Two very interesting articles out today:
First, from the LA Times' Nick Anderson
, there's an assertion that Bush's proposed expansion of NCLB to high school might be very difficult to get through Congress. Many conservatives resent the federal reach into what has been a state and local domain, and many liberals won't approve any expansion until the funding levels Kerry talked so much about are met.
And second, from the Washington Post's Jay Mathews
, an opinion piece about the absurdity of the "dangerous schools" provision of NCLB. So far, no schools outside of Pennsylvania, New Jersey, and South Dakota have been labeled "persistently dangerous." If anybody believes that is an accurate reflection of reality, they need to be tested -- and I don't mean for reading or math.
The main point of Mathews' article is important: states and school districts can subvert NCLB to the point of rendering it meaningless. Madison and Co. set up our Constitution to allow for a separation of powers. Often, Congressional laws mean very little because the states are left to enforce them. Some provisions of NCLB, like the dangerous schools one, provide perfect examples.

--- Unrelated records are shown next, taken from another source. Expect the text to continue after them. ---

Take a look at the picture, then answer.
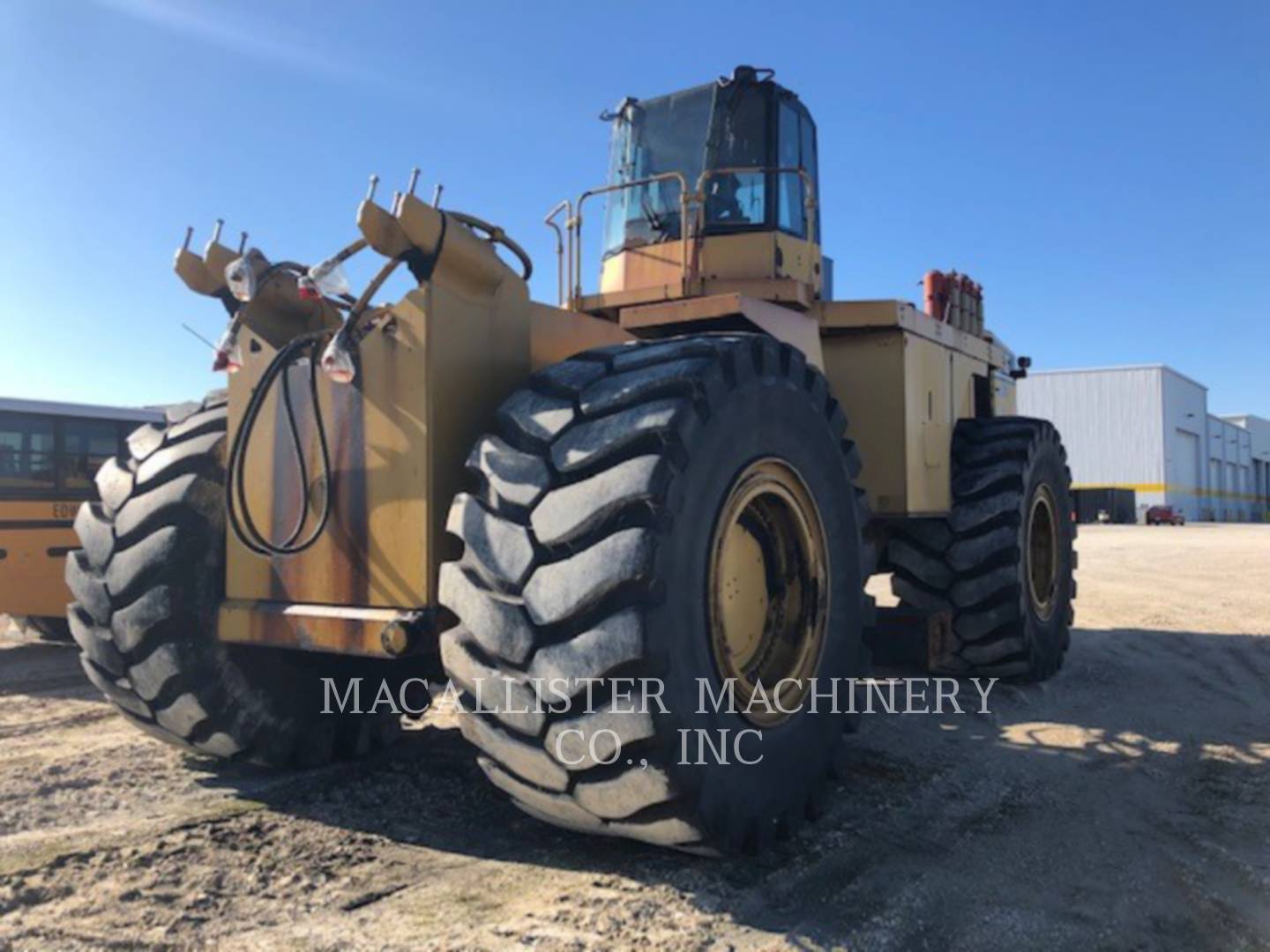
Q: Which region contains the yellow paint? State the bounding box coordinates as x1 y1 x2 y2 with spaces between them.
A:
1072 482 1261 502
0 499 80 617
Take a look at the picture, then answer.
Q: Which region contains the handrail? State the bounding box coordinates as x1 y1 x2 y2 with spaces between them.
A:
696 165 815 233
542 198 572 307
542 165 817 306
572 171 688 301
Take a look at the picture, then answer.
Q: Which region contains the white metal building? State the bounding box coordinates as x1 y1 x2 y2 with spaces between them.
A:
1019 364 1270 522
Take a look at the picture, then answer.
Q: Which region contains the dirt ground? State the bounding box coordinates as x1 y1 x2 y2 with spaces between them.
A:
0 525 1270 949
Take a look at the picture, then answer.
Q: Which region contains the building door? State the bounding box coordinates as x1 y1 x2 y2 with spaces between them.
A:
1164 430 1200 519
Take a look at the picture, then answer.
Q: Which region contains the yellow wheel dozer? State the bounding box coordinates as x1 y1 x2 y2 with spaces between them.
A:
67 67 1076 852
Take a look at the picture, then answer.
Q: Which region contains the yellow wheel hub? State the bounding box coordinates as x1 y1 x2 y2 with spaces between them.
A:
709 458 829 726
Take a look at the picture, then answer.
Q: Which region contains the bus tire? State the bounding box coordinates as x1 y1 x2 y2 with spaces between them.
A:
66 391 399 767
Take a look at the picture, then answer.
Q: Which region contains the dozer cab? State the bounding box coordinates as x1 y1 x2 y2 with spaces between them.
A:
67 67 1076 852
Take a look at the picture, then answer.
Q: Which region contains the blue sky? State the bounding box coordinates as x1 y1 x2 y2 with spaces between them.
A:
0 0 1270 416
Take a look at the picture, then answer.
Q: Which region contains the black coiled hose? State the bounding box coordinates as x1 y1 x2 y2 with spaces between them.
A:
225 331 332 556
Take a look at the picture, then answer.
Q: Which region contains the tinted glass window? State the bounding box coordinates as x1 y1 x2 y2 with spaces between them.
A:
776 103 806 237
0 413 55 490
604 86 713 255
704 86 770 231
800 113 820 242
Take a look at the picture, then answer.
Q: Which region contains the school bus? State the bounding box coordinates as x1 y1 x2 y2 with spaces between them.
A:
0 398 164 635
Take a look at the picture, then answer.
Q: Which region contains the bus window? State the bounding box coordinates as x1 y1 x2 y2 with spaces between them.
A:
58 420 119 490
0 413 55 491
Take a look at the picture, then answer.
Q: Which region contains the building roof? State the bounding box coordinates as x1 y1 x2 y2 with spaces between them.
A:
1027 363 1207 391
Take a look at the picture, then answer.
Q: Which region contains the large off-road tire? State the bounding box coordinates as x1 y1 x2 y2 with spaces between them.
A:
66 392 399 767
886 416 1076 681
441 335 868 852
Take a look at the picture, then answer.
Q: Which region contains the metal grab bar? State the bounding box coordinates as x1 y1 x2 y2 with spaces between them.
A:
572 171 688 301
543 165 817 307
542 198 572 307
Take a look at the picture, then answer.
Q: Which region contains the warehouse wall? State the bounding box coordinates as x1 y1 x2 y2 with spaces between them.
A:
1019 364 1270 522
1160 367 1207 519
1019 367 1163 511
1206 416 1256 522
1221 413 1270 522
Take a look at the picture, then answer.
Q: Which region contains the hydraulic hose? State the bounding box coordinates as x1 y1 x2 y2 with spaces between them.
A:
225 331 332 556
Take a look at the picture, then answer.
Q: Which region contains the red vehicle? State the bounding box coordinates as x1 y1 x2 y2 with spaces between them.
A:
1147 505 1186 525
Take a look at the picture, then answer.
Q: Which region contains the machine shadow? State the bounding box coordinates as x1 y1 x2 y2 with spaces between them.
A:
0 640 109 704
188 628 1270 943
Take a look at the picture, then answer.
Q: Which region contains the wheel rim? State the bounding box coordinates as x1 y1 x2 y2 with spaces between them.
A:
709 458 829 727
1027 484 1058 620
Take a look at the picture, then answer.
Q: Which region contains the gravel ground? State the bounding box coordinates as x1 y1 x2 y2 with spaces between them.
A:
0 525 1270 949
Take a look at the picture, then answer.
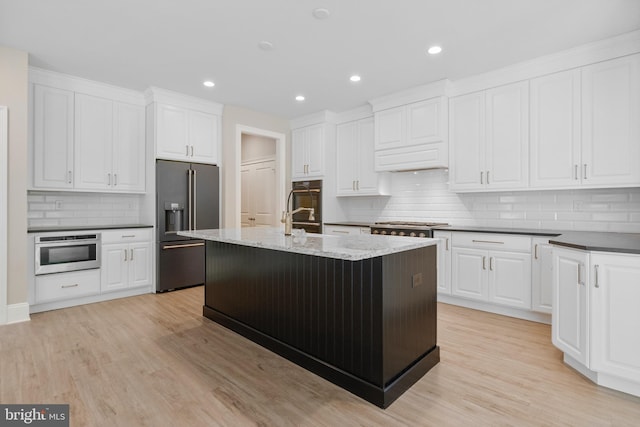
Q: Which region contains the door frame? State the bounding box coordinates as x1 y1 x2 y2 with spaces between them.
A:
234 125 287 228
0 106 9 325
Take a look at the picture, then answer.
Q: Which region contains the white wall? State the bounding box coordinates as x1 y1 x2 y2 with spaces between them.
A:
0 46 29 305
339 170 640 233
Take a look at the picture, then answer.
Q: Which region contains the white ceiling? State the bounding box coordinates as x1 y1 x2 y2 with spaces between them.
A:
0 0 640 118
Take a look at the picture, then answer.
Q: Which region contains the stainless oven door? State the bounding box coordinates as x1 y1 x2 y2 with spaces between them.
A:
35 235 101 275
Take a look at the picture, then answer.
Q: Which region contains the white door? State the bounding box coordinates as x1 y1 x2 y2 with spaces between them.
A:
127 242 151 287
336 121 360 195
590 253 640 382
74 94 114 190
530 69 581 188
375 107 406 150
451 247 489 301
113 102 145 191
488 251 531 310
33 85 74 188
531 238 553 314
449 92 486 191
551 247 589 366
355 117 379 194
100 243 129 292
188 111 218 163
581 54 640 185
291 128 309 179
156 104 191 160
485 81 529 188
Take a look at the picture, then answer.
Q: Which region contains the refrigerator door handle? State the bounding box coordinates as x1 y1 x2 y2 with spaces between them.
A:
187 169 193 231
193 169 198 230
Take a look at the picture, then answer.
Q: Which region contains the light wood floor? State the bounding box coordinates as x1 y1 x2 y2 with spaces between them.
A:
0 287 640 427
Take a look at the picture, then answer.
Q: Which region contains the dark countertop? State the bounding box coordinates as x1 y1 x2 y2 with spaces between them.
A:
27 224 153 233
324 221 373 227
549 231 640 254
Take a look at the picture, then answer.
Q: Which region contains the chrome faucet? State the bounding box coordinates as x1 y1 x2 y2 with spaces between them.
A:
280 186 316 236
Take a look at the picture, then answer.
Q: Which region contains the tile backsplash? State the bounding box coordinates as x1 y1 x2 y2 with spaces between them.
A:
27 191 142 228
339 170 640 233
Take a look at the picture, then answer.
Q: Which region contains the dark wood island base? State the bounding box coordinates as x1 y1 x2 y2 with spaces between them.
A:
203 241 440 408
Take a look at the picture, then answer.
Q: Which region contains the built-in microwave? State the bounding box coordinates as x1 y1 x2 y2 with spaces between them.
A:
35 233 101 275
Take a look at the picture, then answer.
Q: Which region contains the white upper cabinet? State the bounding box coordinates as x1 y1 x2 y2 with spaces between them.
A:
291 123 326 179
145 87 223 165
375 96 448 171
33 84 74 189
31 71 145 192
74 94 145 192
336 117 388 196
449 81 529 191
580 54 640 186
530 69 581 188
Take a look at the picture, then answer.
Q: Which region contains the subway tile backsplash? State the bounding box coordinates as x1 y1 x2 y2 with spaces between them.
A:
339 170 640 233
27 191 142 228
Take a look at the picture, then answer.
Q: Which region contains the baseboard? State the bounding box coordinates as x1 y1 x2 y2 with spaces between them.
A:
7 302 31 325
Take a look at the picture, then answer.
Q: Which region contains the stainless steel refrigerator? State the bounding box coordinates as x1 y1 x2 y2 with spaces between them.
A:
156 160 220 292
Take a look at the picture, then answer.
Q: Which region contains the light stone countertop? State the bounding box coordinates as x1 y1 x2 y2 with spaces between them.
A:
178 228 438 261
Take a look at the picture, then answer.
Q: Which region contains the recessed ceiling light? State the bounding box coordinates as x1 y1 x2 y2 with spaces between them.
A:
311 7 331 19
258 40 273 50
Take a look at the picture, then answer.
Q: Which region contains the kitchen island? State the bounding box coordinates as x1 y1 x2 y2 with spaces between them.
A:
179 228 440 408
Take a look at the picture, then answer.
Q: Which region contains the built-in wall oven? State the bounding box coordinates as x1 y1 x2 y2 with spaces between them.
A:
35 233 101 275
291 179 322 233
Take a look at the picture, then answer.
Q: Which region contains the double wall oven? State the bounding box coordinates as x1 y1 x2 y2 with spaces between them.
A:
291 180 322 233
35 233 101 275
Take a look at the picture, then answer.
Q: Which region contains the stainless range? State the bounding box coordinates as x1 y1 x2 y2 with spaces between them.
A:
371 221 449 237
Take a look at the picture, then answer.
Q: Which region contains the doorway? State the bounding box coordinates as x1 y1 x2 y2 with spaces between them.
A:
235 125 286 227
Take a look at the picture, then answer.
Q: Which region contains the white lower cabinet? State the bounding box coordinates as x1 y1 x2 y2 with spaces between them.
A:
451 233 531 309
433 230 451 294
551 247 640 396
101 229 151 292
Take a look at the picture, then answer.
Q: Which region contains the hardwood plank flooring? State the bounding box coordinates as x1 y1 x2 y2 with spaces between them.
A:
0 287 640 427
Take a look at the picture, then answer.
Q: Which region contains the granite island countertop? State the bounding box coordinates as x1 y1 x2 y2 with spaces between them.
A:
178 228 438 261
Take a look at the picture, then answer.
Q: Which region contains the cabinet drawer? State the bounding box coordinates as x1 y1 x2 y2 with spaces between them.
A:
102 228 152 244
451 233 531 253
35 268 100 303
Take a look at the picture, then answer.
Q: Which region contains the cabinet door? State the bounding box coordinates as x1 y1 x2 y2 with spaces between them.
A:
529 69 581 188
291 128 309 178
449 92 485 191
488 251 531 310
336 122 358 196
451 247 489 301
551 247 589 366
156 104 191 160
582 54 640 185
485 81 529 189
589 254 640 382
33 85 74 188
355 117 381 194
307 124 325 177
74 94 114 190
113 102 146 191
100 244 129 292
433 231 451 294
127 242 151 287
375 107 406 150
531 238 553 314
188 111 218 164
404 98 443 145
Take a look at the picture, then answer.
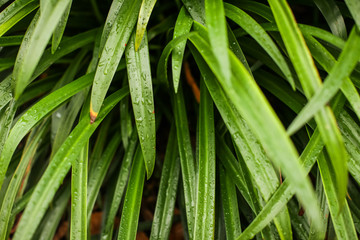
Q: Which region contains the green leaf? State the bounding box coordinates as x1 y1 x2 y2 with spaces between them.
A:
118 146 145 240
87 132 121 220
172 85 196 236
150 125 180 240
182 0 205 24
0 0 39 36
51 0 72 53
90 0 141 122
34 184 71 239
0 35 24 47
314 0 347 39
190 30 319 227
191 44 291 239
0 120 49 239
101 129 138 239
224 3 295 89
345 0 360 30
0 74 94 188
309 169 329 240
171 7 193 93
218 163 241 239
205 0 231 86
318 154 357 239
13 0 70 99
70 143 89 239
14 87 128 240
126 33 156 179
135 0 156 52
288 28 360 134
193 81 216 239
269 0 348 210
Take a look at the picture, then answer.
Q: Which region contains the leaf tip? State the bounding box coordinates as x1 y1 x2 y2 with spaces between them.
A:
90 106 98 124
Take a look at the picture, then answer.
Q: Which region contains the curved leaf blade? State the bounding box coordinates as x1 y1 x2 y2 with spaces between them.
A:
135 0 156 52
90 0 141 122
118 146 145 240
125 31 156 179
14 88 129 240
0 74 94 188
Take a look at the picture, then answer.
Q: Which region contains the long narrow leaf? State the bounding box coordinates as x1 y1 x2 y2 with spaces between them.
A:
171 7 193 93
135 0 156 51
126 33 156 179
150 126 180 240
193 81 216 239
269 0 347 208
14 86 128 240
0 74 94 188
288 28 360 134
118 146 145 240
13 0 69 99
90 0 141 122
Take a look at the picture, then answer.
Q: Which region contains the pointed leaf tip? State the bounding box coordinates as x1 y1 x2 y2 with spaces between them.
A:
90 106 98 124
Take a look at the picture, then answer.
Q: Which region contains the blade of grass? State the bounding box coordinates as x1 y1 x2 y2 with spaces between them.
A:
118 146 145 240
99 0 124 53
224 3 295 89
70 142 89 239
193 80 216 239
34 184 71 240
237 95 345 240
171 7 193 93
135 0 156 52
0 35 24 47
288 28 360 134
318 154 357 239
0 74 94 188
101 128 138 239
0 76 12 111
172 85 196 236
0 120 49 239
150 125 180 240
269 0 347 210
87 132 121 222
125 30 156 179
309 170 329 240
90 0 141 122
218 166 241 239
314 0 347 39
14 88 128 240
306 33 360 128
0 0 39 37
345 0 360 30
190 30 319 227
51 0 72 54
181 0 205 24
205 0 231 86
13 0 69 99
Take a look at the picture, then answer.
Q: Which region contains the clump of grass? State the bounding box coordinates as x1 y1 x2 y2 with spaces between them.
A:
0 0 360 240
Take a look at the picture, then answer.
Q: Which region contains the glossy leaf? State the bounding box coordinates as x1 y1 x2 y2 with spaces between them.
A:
101 129 138 239
171 7 193 93
288 28 360 134
224 4 295 89
90 0 141 122
193 81 216 239
150 126 180 240
13 0 69 99
126 31 156 179
135 0 156 51
14 88 128 239
0 74 94 188
269 0 347 210
118 146 145 240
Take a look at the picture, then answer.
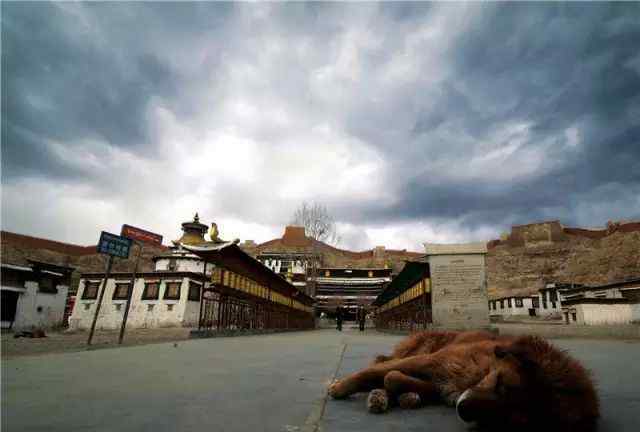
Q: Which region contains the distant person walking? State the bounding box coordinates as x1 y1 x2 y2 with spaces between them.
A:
356 306 367 331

What does it all mean? "Buy in" is extremely important. There's been a perception that the teachers and principals who oppose NCLB are whiny and petulant. It's generally not true (there are always, of course, exceptions). Teachers and principals generally want high standards and excellence. But they also want their professional opinions considered. To a large extent, they have not.
Anderson points out that Bush will try to work with the National Governor's Association to push through his expansion of NCLB. He would be smart to do so. But the Bushies and whatever governors go along with them would also be wise to reach out to local districts, too. They need to balance out the sticks, of which NCLB has plenty, with some carrots, of which it has precious few.